Les avis des juges ont divergé sur de nombreux autres points. La majorité a ainsi rejeté l’argument selon lequel l’amende aurait aussi été nécessaire pour la protection de la vie privée: il appartenait au prévenu de faire valoir cette protection, mais il a renoncé à utiliser les voies de droit existantes. Pour la minorité, cela ne suffisait cependant pas à délier l’Etat de son devoir de protéger la vie privée des parties. La minorité souligne encore la conception racoleuse de l’article, qui a fortement réduit sa contribution à un débat d’intérêt public. Pour la majorité, la forme choisie ne pose pas de problème, d’autant plus que le texte porte davantage sur le fonctionnement de la justice pénale que sur le cœur de la vie privée. L’amende de 4000 fr., dont le montant n’est pas négligeable, a par conséquent limité la liberté d’expression dans une trop large mesure.

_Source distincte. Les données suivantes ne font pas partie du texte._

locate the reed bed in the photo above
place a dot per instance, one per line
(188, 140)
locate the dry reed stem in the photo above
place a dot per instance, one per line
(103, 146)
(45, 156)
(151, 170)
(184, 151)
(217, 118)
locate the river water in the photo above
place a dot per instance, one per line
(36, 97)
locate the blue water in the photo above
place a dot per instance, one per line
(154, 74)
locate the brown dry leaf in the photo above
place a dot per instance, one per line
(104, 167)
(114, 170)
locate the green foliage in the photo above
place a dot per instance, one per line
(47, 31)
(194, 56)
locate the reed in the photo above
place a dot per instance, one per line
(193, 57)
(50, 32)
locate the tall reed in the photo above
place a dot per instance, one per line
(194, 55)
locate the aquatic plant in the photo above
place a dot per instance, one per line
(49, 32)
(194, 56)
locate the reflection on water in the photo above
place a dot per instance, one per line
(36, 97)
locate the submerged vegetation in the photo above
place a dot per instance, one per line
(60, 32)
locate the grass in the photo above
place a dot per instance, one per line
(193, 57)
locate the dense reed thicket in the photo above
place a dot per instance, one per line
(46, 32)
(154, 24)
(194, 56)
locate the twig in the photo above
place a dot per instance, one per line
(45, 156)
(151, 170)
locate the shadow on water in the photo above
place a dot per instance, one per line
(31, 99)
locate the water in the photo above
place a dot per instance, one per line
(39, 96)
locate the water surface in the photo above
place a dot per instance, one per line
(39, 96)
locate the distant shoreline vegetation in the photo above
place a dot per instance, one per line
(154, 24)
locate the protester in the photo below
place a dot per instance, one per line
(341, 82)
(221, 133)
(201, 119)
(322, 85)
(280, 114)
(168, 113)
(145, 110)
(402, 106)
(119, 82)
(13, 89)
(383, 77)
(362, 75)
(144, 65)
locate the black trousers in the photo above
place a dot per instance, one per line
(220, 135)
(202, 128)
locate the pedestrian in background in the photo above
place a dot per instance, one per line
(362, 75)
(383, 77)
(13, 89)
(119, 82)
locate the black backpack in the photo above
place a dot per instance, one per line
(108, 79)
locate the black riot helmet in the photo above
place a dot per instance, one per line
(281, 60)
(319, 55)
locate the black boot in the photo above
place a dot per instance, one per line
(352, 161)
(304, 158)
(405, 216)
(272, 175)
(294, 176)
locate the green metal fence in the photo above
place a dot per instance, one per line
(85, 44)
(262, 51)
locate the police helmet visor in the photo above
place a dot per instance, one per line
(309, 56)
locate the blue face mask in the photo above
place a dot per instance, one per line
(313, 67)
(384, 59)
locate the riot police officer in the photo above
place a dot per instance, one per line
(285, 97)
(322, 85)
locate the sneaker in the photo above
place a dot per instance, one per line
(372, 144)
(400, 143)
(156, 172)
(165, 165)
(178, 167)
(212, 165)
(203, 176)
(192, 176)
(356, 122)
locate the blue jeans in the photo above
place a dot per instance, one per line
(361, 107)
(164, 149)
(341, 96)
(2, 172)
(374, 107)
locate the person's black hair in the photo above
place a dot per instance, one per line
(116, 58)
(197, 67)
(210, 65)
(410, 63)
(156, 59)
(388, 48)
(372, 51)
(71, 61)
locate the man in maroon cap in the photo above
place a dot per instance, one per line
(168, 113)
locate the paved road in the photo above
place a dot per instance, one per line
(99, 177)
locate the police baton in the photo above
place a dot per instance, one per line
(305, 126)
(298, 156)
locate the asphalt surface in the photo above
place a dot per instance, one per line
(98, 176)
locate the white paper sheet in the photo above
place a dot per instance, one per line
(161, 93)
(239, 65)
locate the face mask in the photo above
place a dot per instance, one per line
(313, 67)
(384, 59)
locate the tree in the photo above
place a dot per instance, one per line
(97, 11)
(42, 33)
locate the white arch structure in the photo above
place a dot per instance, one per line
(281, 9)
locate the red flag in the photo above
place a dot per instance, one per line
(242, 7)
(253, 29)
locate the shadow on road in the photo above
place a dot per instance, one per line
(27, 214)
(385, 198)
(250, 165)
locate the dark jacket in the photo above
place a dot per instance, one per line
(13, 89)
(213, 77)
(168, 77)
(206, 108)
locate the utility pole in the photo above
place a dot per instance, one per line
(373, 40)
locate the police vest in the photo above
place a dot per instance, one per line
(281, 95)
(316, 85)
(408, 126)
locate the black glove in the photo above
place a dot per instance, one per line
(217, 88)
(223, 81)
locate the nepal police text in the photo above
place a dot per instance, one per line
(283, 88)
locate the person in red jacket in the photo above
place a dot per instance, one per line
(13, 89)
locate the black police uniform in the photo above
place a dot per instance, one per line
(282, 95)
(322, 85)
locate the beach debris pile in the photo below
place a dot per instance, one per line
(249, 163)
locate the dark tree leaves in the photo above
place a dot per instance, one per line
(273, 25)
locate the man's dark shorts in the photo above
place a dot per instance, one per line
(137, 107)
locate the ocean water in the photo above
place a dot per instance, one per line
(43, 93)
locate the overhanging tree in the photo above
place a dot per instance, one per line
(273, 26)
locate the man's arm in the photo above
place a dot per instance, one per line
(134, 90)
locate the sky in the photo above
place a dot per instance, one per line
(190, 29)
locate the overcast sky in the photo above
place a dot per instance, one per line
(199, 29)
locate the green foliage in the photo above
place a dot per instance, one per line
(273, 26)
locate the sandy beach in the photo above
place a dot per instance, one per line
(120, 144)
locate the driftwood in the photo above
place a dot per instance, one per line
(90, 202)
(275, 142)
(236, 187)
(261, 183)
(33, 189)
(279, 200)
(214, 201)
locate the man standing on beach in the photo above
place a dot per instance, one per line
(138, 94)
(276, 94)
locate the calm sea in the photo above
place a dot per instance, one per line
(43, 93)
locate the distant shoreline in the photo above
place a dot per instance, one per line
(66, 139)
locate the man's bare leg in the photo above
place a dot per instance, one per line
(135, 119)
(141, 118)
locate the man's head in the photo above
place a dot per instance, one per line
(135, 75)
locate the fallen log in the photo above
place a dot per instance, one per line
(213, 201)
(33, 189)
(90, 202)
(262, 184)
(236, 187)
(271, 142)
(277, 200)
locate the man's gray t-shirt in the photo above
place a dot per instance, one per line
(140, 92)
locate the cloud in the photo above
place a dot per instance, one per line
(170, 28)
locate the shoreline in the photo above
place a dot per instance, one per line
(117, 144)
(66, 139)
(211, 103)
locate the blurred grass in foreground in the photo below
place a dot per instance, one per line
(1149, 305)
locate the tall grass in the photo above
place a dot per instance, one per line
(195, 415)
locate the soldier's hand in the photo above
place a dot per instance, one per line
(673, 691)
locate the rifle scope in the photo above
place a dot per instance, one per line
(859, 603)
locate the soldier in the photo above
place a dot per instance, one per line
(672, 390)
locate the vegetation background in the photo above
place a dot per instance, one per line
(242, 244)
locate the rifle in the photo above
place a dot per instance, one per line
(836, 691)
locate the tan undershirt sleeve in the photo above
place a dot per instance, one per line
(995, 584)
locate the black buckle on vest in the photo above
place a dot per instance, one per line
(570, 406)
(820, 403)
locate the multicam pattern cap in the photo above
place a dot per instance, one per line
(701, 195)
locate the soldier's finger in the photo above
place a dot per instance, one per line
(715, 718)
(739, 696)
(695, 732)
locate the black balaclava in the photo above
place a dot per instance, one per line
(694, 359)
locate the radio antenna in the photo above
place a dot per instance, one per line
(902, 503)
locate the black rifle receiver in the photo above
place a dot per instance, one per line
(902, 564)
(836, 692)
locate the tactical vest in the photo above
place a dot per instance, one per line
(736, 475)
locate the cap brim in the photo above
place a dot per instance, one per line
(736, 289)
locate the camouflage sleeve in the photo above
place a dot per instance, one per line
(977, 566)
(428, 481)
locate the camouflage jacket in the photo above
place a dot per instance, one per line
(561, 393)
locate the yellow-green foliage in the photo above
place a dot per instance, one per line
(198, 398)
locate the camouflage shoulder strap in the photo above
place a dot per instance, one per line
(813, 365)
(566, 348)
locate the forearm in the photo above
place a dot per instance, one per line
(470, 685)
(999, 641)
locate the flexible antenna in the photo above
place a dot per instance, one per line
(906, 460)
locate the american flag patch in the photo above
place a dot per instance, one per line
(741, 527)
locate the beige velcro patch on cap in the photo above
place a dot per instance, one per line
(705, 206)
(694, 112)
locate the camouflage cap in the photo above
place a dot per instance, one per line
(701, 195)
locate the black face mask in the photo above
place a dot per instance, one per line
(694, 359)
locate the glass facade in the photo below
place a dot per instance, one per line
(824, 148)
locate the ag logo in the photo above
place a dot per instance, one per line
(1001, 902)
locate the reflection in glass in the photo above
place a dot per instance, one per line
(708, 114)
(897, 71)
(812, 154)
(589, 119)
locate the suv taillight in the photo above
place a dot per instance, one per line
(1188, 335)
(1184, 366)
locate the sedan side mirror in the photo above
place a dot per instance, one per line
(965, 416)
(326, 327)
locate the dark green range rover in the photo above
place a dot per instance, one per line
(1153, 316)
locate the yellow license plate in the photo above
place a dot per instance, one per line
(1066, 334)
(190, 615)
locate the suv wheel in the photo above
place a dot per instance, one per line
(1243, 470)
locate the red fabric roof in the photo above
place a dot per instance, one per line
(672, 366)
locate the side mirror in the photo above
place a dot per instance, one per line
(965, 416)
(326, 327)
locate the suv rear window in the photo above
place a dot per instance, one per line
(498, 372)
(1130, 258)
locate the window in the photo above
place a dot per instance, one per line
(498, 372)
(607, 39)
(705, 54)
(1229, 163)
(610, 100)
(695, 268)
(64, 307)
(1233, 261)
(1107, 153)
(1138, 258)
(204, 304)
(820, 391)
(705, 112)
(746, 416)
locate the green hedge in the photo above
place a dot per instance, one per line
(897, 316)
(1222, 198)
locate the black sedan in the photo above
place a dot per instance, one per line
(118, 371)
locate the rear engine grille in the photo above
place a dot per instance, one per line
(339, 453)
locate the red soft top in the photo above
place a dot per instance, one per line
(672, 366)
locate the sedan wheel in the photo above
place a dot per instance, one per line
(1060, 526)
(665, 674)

(Arrêt de la 2e Chambre No 56925/08 «A.B. contre Suisse», du 1.7.2014)
Retour d’un enfant après un déménagement dans la zone frontière proche
La Cour a rejeté à l’unanimité le recours d’une Suissesse divorcée, qui avait déménagé en 2006 de Saint Louis (France) à Binningen (à 7 km de là, en Suisse) avec ses deux enfants, alors qu’elle partageait l’autorité parentale avec le père. Le Tribunal cantonal de Bâle-Campagne avait ordonné le retour des enfants en France, une décision confirmée par le TF (ATF 134 III 88). La CrEDH considère cette décision comme fondée, et nie toute violation du droit au respect de la vie privée et familiale (art. 8 CEDH). (Arrêt de la 2e Chambre, No 3592/08 «Rouiller contre Suisse» du 22.7.2014)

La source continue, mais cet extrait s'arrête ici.